Graham Kennedy

Personal information
- Full name: Graham Michael Kennedy
- Born: 23 April 1939 Greymouth, New Zealand
- Died: 9 September 2002 (aged 63) Penrith, New South Wales, Australia

Playing information
- Position: Fullback, Wing, Centre, Halfback
Club
| Years | Team | Pld | T | G | FG | P |
|  | Marist (WCRL) |  |  |  |  |  |
|  | Wagga Kangaroos |  |  |  |  |  |
|  | Total | 0 | 0 | 0 | 0 | 0 |
Representative
| Years | Team | Pld | T | G | FG | P |
|  | West Coast |  |  |  |  |  |
| 1959–65 | South Island |  |  |  |  |  |
| 1961–66 | New Zealand | 21 | 1 | 4 | 0 | 11 |

Coaching information
Club
| Years | Team | Gms | W | D | L | W% |
|  | Wagga Kangaroos |  |  |  |  |  |
|  | Riverina |  |  |  |  |  |
|  | Total | 0 | 0 | 0 | 0 |  |
- Source:

= Graham Kennedy (rugby league) =

NZ international rugby league footballer & coach

Graham Kennedy (23 April 1939 – 9 September 2002), also known by the nickname of "Ginger", was a New Zealand rugby league footballer and coach who represented New Zealand.

==Early years==
Kennedy attended Marist Brothers High School where he played in the first eleven and first fifteen. He twice made the Schoolboy Kiwis side.
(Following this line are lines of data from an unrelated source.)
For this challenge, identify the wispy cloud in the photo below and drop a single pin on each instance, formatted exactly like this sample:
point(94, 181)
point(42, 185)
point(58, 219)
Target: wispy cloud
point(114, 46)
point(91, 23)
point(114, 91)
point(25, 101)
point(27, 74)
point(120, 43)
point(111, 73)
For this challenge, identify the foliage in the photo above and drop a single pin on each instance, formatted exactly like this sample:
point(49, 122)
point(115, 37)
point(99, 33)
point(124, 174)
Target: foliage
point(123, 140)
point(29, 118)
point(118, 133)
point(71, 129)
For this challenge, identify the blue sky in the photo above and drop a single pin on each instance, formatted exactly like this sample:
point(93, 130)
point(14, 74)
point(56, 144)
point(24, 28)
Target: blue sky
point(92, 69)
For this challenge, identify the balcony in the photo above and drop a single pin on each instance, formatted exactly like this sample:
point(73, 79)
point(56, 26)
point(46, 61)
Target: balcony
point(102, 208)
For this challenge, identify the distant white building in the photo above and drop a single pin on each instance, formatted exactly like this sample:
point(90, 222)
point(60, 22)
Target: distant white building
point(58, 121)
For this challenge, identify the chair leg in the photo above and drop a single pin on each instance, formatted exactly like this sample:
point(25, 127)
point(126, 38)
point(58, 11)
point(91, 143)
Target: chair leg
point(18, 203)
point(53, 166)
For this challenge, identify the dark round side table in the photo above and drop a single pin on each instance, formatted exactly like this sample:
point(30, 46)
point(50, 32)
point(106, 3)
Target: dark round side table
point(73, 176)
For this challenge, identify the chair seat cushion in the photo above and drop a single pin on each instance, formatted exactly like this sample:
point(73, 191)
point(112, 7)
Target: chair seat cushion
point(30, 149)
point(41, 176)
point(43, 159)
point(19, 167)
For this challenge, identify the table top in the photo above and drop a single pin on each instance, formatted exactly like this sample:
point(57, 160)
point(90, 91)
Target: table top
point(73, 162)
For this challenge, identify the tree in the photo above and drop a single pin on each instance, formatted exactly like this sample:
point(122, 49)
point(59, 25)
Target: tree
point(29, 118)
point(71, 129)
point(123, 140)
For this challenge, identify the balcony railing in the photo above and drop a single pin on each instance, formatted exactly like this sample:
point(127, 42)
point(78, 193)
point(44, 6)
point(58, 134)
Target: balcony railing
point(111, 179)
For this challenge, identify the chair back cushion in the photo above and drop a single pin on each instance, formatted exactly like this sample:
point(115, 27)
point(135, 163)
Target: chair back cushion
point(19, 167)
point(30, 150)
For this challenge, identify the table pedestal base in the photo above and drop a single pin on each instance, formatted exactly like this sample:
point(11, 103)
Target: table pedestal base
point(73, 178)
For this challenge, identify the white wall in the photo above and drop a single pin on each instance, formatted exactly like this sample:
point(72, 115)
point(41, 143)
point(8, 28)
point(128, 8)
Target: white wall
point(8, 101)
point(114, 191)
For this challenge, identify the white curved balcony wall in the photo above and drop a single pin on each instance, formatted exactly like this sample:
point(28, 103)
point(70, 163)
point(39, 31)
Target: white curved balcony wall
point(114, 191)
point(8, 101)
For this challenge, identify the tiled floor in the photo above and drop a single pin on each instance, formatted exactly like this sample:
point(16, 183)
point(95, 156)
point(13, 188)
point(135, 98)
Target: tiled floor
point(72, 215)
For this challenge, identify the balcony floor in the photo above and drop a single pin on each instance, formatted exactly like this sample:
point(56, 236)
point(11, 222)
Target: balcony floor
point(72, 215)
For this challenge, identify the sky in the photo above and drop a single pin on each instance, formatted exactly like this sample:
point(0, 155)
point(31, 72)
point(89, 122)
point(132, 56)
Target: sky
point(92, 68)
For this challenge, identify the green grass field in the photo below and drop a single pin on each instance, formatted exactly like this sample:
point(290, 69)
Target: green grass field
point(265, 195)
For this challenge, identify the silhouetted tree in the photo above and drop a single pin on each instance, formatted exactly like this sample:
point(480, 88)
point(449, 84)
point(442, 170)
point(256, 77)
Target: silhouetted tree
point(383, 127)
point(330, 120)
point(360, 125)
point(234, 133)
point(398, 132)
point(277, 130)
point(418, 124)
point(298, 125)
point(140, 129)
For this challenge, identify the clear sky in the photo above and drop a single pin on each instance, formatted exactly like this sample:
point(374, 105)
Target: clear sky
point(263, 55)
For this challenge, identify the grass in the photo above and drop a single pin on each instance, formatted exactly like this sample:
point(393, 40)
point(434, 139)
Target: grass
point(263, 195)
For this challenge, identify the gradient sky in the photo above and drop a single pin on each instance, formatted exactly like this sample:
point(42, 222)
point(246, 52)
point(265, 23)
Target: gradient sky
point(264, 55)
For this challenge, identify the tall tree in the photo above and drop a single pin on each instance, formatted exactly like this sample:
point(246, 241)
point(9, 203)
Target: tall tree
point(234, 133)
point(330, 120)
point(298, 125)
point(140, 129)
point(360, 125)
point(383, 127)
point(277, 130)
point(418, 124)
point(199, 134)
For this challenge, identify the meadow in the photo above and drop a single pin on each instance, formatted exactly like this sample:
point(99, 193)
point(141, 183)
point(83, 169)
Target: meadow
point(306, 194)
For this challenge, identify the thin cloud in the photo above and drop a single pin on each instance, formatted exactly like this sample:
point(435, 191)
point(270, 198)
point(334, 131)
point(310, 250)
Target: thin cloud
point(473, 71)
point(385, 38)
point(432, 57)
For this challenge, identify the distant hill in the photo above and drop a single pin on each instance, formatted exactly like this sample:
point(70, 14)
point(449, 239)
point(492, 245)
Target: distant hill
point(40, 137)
Kennedy then attended teachers college in Christchurch, where he played two seasons of rugby union and made the Canterbury Colts side.

==Playing career==
Kennedy played rugby league for the Marist club in the West Coast Rugby League competition and also represented the West Coast. He was a South Island representative between 1959 and 1965.

Kennedy also played for the New Zealand national rugby league team, playing in 64 games, including 21 tests between 1961 and 1966. He played four matches as captain of the Kiwis.

In 1963, he won the New Zealand Rugby League's player of the year award.

While in Greymouth, Kennedy taught at his old school and Grey Main School. He was the first lay principal of Christian Brothers High School.

==Coaching career==
In 1967, Kennedy moved to Australia, becoming the player-coach of the Wagga Kangaroos in the Group 9 Rugby League competition. He became a respected coach, in 1980 Kennedy was only one of three to hold the top NSWRL grading outside of Sydney.

Kennedy taught at St Michael's Regional High School in Wagga Wagga for 27 years before becoming the principal of St Dominic's College, Penrith in 1994, serving until his death in 2002.